KU-0060648

KU-0060648 inhibits hepatocellular carcinoma cells through DNA-PKcs-dependent and DNA-PKcs-independent mechanisms

Abstract
Ideas tested anti-tumor activity of KU-0060648 in preclinical hepatocellular carcinoma (HCC) models. Our results shown that KU-0060648 was anti-proliferative and pro-apoptotic in established (HepG2, Huh-7 and KYN-2 lines) and first human HCC cells, but was non-cytotoxic to non-cancerous HL-7702 hepatocytes.
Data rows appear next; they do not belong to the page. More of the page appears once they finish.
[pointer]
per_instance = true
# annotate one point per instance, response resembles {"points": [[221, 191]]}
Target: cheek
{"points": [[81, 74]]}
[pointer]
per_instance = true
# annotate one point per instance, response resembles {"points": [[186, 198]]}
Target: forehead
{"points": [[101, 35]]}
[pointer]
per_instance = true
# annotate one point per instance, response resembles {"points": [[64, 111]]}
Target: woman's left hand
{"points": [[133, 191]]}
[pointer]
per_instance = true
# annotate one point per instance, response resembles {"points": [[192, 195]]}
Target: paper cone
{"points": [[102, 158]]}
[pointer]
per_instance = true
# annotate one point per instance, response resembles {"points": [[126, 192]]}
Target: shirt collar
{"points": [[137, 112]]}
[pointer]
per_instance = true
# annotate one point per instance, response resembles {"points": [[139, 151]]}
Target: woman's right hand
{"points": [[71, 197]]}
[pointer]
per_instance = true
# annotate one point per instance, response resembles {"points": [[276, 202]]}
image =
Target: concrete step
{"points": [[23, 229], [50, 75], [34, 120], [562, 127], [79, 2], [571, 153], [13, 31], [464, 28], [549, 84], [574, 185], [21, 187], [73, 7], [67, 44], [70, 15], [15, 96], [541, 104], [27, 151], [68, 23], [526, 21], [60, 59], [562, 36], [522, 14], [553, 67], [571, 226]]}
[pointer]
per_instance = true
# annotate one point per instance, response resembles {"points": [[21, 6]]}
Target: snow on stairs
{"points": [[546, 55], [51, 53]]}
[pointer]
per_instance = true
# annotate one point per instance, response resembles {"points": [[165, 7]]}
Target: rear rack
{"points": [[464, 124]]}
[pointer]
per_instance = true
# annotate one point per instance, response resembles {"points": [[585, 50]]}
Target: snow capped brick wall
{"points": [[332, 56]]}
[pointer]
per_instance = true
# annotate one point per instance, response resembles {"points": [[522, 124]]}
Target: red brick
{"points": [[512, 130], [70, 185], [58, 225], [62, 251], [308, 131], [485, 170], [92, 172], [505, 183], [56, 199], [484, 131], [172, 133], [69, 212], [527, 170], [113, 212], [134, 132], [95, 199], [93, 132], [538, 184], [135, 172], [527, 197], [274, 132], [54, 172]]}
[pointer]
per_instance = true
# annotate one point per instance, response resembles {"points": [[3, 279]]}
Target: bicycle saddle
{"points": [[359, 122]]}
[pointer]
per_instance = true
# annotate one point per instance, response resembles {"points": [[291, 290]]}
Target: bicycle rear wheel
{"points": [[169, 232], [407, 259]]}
DNA-PKcs (DNA-activated protein kinase catalytic subunit) is a vital although not exclusive target of KU-0060648. DNA-PKcs knockdown or dominant negative mutation inhibited HCC cell proliferation. However, overexpression of untamed-type DNA-PKcs enhanced HepG2 cell proliferation. Importantly, KU-0060648 was still being cytotoxic to DNA-PKcs-silenced or -mutated HepG2 cells, although its activity during these cells was relatively weak. Further studies demonstrated that KU-0060648 inhibited PI3K-AKT-mTOR activation, separate from DNA-PKcs. Introduction of constitutively-active AKT1 (CA-AKT1) restored AKT-mTOR activation after KU-0060648 treatment in HepG2 cells, and alleviated subsequent cytotoxicity. In vivo, intraperitoneal (i.p.) injection of KU-0060648 considerably inhibited HepG2 xenograft development in nude rodents. AKT-mTOR activation seemed to be inhibited in xenografted tumors. Finally, we demonstrated that DNA-PKcs expression was considerably upregulated in human HCC tissues. Yet miRNA-101, an anti-DNA-PKcs miRNA, was downregulated. Over-expression of miR-101 in HepG2 cells inhibited DNA-PKcs expression and cell proliferation. Together, these results indicate that KU-0060648 inhibits HCC cells through DNA-PKcs-dependent and -independent mechanisms.